The work of seasoning the food for the purpose of stimulating the appetite of the eater, is not only wanton but dangerous. There is a definite relation between the needs of the human system, on the one hand, and the sense of taste and appetite on the other. The natural, gentle taste of the foodstuffs is stimulating to the appetite only to the extent these foodstuffs fill the actual needs of perfect physiological life and usefulness. To increase this stimulation by the artificial pungency of seasoning, creates a demand, in excess of actual need, and causes accumulation of waste matter in the system, with all the consequences of functional decomposition and degeneracy.

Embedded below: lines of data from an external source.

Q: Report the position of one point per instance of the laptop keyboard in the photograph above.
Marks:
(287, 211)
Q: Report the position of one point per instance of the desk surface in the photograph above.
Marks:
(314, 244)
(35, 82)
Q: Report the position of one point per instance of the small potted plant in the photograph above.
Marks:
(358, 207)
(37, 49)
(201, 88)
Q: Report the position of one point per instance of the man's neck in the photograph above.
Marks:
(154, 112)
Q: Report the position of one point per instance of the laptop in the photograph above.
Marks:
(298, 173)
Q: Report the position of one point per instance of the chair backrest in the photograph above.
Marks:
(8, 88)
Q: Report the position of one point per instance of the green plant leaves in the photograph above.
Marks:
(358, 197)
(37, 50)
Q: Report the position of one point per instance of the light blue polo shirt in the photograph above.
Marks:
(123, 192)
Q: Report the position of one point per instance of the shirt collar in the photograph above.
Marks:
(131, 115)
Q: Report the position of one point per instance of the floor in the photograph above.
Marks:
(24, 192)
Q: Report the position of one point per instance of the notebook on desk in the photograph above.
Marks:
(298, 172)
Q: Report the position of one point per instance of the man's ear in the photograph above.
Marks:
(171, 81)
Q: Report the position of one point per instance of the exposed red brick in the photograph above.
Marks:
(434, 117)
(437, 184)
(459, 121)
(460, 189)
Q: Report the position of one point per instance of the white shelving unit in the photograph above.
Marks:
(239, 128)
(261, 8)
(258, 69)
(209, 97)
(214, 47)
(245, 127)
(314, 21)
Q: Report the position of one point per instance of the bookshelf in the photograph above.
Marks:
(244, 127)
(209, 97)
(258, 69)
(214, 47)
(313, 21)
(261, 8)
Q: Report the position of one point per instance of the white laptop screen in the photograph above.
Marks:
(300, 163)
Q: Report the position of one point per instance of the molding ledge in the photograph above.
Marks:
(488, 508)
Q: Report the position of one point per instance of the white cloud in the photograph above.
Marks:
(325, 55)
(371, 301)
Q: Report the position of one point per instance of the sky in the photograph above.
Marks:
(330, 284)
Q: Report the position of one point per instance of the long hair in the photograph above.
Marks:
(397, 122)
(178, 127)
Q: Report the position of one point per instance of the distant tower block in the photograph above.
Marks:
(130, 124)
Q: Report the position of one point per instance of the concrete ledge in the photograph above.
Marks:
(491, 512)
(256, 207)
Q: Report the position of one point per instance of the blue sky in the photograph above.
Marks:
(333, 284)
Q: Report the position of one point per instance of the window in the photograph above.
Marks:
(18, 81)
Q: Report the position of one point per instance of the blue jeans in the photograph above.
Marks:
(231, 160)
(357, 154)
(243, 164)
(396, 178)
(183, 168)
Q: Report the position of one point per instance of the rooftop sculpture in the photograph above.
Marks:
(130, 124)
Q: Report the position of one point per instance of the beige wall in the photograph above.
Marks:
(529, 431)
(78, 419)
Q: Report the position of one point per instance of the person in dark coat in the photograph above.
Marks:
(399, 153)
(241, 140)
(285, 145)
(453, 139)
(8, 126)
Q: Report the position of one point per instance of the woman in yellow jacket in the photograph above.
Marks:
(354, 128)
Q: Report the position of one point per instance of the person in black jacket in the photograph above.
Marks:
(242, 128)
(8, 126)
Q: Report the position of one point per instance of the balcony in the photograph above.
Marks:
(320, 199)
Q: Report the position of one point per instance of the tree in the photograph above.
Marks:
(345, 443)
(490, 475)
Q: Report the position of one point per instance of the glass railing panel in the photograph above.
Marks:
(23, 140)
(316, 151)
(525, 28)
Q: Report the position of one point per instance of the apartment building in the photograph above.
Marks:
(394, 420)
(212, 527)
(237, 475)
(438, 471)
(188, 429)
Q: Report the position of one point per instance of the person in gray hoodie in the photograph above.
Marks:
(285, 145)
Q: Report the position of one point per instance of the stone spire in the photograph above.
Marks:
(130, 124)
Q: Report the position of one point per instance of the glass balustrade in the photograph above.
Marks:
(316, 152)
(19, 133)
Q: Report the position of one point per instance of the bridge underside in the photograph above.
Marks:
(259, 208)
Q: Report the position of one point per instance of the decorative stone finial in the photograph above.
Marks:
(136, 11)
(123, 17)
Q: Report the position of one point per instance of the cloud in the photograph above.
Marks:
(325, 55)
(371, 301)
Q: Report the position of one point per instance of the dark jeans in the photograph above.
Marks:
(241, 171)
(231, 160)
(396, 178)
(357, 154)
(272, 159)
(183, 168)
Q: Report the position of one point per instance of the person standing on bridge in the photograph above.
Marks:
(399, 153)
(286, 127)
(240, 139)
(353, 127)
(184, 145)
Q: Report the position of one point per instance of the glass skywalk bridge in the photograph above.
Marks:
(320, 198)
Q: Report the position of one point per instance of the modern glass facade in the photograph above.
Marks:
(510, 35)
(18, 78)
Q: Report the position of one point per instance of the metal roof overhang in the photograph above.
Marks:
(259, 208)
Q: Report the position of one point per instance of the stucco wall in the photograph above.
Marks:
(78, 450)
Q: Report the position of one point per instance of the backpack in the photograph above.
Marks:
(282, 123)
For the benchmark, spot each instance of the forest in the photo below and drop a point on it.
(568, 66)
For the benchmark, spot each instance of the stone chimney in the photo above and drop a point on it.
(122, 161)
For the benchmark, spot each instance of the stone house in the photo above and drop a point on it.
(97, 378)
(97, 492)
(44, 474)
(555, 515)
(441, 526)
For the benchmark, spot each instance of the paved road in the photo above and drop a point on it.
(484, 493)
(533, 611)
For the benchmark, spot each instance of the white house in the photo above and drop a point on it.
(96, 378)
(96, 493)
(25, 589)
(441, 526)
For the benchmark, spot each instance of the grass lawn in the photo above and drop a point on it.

The penal codes in the domain of nature may not always find their execution in the immediate punishment of the transgressor. Often there may be a long interval between cause and effect; between the violation of a law and its eventual recoil. Hence we often hear people, addicted to gluttony, boast of their powers of digestion, defying with seeming impunity, every rule and principle of diet. These people, however, are shortsighted. They have subverted, not converted, nature to their dietetic outrages. Hence their escapes are only temporary. The race of life does not commence before the age of sixty. At this age man feels his great change of life - his climactory - when suspended in the balance of life, his vital records are thrown into the scales with him. It will then be seen whether in the financing of his vital business of health and strength, he has laid up sufficient funds to carry him through his critical period and lift him into the safety and triumph of graceful old age, and young feelings, or land him in the disgraceful delinquency of premature decline and dissolution.